The ambitious, $1.34 billion effort to automate applications for food stamps, Medicaid and other welfare
benefits was being closely watched after states such as Texas had problems when they tried similar plans.

Indiana
fired IBM Corp. as the lead contractor on the project Thursday over problems including lost documents, delays in benefit approvals
and poor service.

"Other states should beware," said Jim Wallihan, an advocate for senior citizens in
Indiana. "Indiana’s been a good demonstration, along with Texas, that there’s some variables involved that just don’t
take well to privatization."

From the beginning, officials said Indiana had learned from the experiences of
other states and was confident it had a better approach. But its contract with IBM quickly led to a long list of complaints.
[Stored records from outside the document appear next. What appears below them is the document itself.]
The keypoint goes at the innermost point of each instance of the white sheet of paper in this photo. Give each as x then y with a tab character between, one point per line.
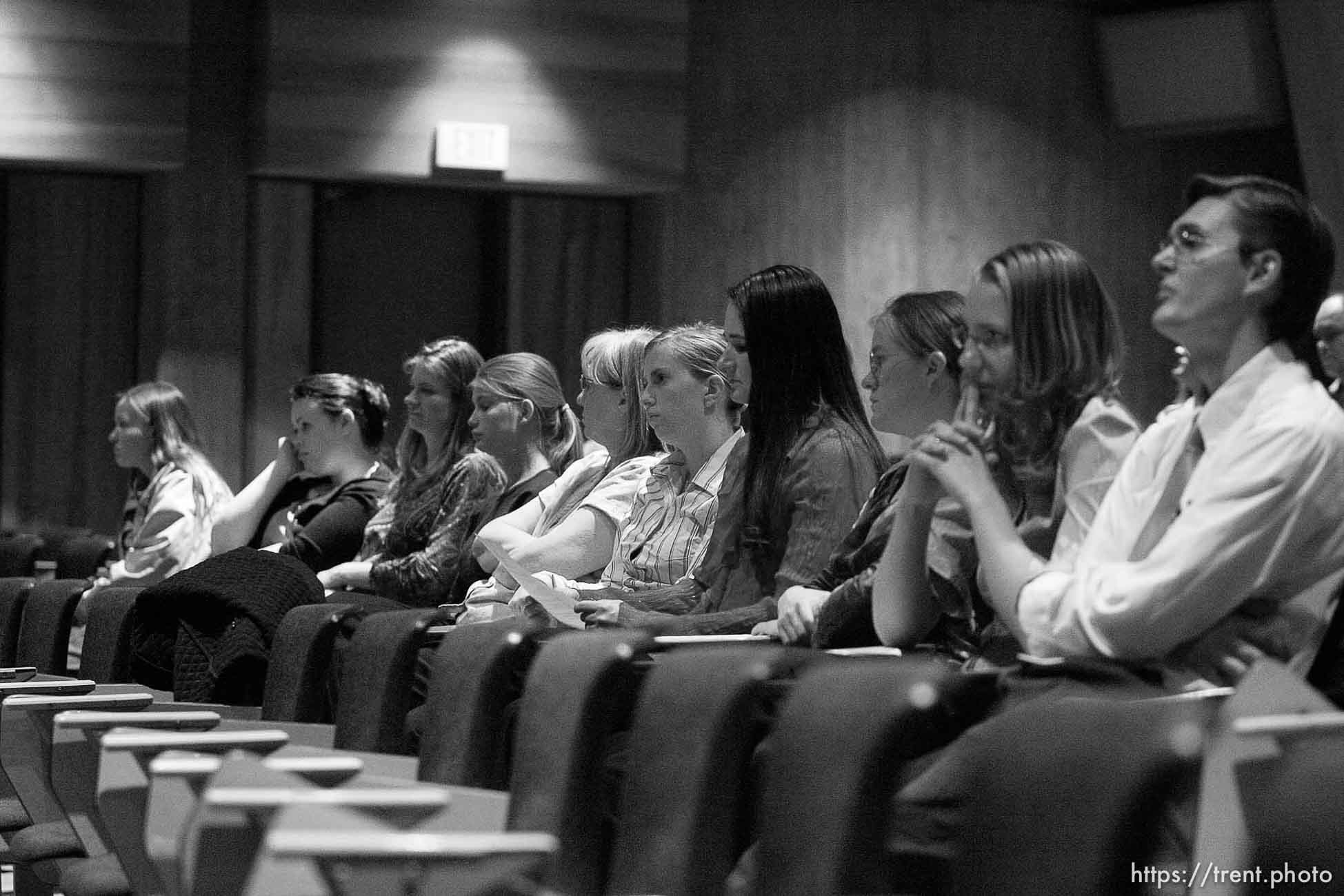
558	602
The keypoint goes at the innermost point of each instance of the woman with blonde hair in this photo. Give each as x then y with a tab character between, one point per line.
1039	383
417	546
172	499
570	527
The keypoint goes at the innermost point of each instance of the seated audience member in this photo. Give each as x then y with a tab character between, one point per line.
808	462
1221	535
1330	340
1039	371
1226	501
688	405
417	544
570	527
174	495
325	482
519	417
913	378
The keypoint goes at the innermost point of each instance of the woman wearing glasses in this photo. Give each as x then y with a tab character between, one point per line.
1038	436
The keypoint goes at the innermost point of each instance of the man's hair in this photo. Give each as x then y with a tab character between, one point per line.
1273	215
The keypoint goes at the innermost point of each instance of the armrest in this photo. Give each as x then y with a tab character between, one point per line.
154	742
321	771
38	703
399	806
86	720
397	845
1290	726
66	686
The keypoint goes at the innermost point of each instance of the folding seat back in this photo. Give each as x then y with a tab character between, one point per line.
300	658
685	804
1085	780
45	632
579	693
79	555
477	676
834	761
14	595
106	645
377	678
18	553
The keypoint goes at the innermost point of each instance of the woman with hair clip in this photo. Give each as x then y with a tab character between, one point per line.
913	379
172	498
325	482
811	458
570	526
1041	366
519	417
417	544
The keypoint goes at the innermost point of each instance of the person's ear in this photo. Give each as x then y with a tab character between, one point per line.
715	391
1265	270
934	365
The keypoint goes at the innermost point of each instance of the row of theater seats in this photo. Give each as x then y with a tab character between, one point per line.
69	553
610	762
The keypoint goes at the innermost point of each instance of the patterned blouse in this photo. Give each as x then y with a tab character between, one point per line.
668	528
421	542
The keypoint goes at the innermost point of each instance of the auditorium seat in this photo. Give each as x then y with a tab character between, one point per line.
834	762
106	641
18	553
45	632
79	555
14	595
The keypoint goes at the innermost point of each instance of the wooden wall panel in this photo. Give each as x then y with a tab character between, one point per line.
592	90
194	300
280	312
93	83
896	145
69	331
1311	37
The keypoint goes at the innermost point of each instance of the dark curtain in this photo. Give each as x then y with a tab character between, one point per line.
69	339
568	276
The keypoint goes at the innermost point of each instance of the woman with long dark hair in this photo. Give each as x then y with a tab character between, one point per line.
325	482
810	461
417	546
572	526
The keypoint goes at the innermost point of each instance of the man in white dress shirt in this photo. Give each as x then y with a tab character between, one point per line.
1254	526
1223	532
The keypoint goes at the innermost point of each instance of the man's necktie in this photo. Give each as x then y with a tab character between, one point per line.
1168	504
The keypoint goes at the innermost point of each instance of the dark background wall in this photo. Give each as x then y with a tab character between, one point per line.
164	219
896	145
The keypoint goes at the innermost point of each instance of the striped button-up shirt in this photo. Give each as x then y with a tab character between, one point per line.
670	525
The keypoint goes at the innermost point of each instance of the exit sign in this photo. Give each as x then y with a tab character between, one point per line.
474	145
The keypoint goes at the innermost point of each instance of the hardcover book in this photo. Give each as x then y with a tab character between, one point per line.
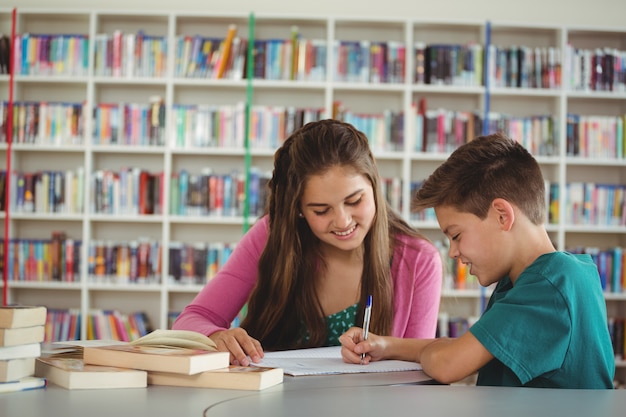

Gov. Mitch Daniels, a privatization supporter who leased the Indiana Toll Road and proposed outsourcing the Hoosier
Lottery, said IBM didn’t make enough progress to fix poor service. Indiana will retain other private contractors as it works
to create a new hybrid welfare eligibility system.

IBM has said it believed it was making progress and that high
unemployment led to more demands on the welfare system, making the changes more difficult.

Daniels said the decision
to cut ties with IBM is a reflection on the company’s specific plan, not of the merits of privatization.

"It
has nothing to do with private or public," Daniels said Thursday. "It had to do with a concept. If you’ve had tried
to use the same concept IBM brought, and every worker was a state worker, you’d have had exactly the same results, or worse."

Both Indiana and Texas — where thousands of children lost health insurance because of problems from an outsourcing
experiment that ended in 2007 — learned a costly lesson, said Celia Hagert, a senior policy analyst at the Center for
Public Policy Priorities in Texas.

Yet more states could still consider privatization — touted as a way to
save money — as they search for budget cuts during the economic downturn, she said.

"These two huge
and costly errors in Texas and Indiana should give any state pause when it thinks that privatization is going to save them
money, because it’s not," Hagert said. "It causes a lot of damage."

That won’t stop states from
turning to privatization as a way to cut costs in the future, predicted Dru Stevenson, a professor at the South Texas College
of Law who opposes the practice.

"States will continue to fall for this and it will continue to backfire,"
he said.

But Michael Kerr, senior director of state and local issues for the industry group TechAmerica, said private
companies can give states better data, more predictable spending, additional skills and more manageable infrastructure while
eliminating waste and fraud.

"It’s just a question of finding the right mix of technology and delivery and
cultural change and such that would enable some of these larger projects to work well," he said.

While Indiana
has cut out IBM, it’s keeping other companies, which will now work directly for the state’s Family and Social Services Administration.

"The state may be taking a more direct managerial role, but I don’t see very much being different despite the
fanfare," said Stacy Dean, director of food stamp policy for the Center on Budget and Policy Priorities, a Washington-based
think tank and advocate for low-income people.

The FSSA will develop a detailed plan by Dec. 14 for a new hybrid
welfare system that Daniels said will incorporate successful elements of Indiana’s old, face-to-face process along with the
call centers, document imaging and other automation IBM and its partners introduced.

That was little consolation
to Rene Fuller, a case manager at a women’s shelter in Anderson who has helped residents there contend with lost documents
and other problems in the new system.

"I have a fear that it’s going to get worse before they can make any
improvements," Fuller said. "We’re kind of holding our breath, to be quite honest with you."